Before analysing the obligations and measures that the DSA introduces, it will be better to clarify the meaning of digital platforms of intermediary services. These are providers of telematic means that facilitate the meeting between the service provider and the users and consumers of those services intended for a public residing in the EU, regardless of the place of establishment of the intermediary provider. Some of the services they offer refer to the classification that the DSA makes of them: intermediation services that provides network infrastructure, data hosting (cloud services), cache memory service, online platforms that bring together sellers and consumers, search engines and massive platforms and engines.
In short, the regulations will be applied, with different degrees of obligations, to data hosting services, online search engines, social networks and marketplaces, leaving interpersonal communication services, which include electronic and private messaging, outside the scope of application.
The set of measures that the regulation brings is broad, but they include elements such as KYBC traceability or the creation of new figures such as digital service coordinators or reliable whistle-blowers. The idea is not only to offer better and more regulated content, but also to offer greater traceability of online companies, achieve an effective guarantee for users by avoiding abuse (quality services at a low price) or prohibiting selective ads.

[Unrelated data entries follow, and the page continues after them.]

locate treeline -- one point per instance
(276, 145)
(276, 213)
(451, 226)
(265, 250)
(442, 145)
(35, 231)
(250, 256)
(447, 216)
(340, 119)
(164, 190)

This regulation will not be fully applied until next February 2024, even though some precepts entered into force on November 16, 2022. The most recent implementation has been the obligation for providers of services to report the average number of European users they work with. This report is essential to the subsequent designation of a platform as “massive” which, in turn, will result in a series of more restrictive obligations that only this category of platform must assume. In a couple of months, some providers with a massive user reach (more than 45 million users) will begin to have the ‘supervision fee’. In addition, they will have to performance independent audits before July 2023.
Another deadline to consider is February 16, 2024, by which time the Member States must have designated the competent authority at the national level that will oversee regulating the guidelines from the European Commission. On the other hand, the Commission is creating a European Center for Algorithmic Transparency (CETA) to support its new supervisory role with internal and external multidisciplinary expertise.
The what and how of the Digital Services Law
This new regulation establishes a regulatory framework applicable to intermediary services, preserving the liability exclusion regime for these service providers from Directive 2000/31/EC, but imposing transparency obligations. However, a general imposition of supervision on the part of the platforms of the content uploaded by users is still not a must, so they are exempt from verifying the legality of said content. If the providers know about illegal content, they will not be responsible for it, as long as they act diligently to obtain its withdrawal. On the other hand, users may act knowingly against the platform when their content is moderated, having tools to challenge moderation decisions and submit claims through an out-of-court resolution body or request redress before the courts.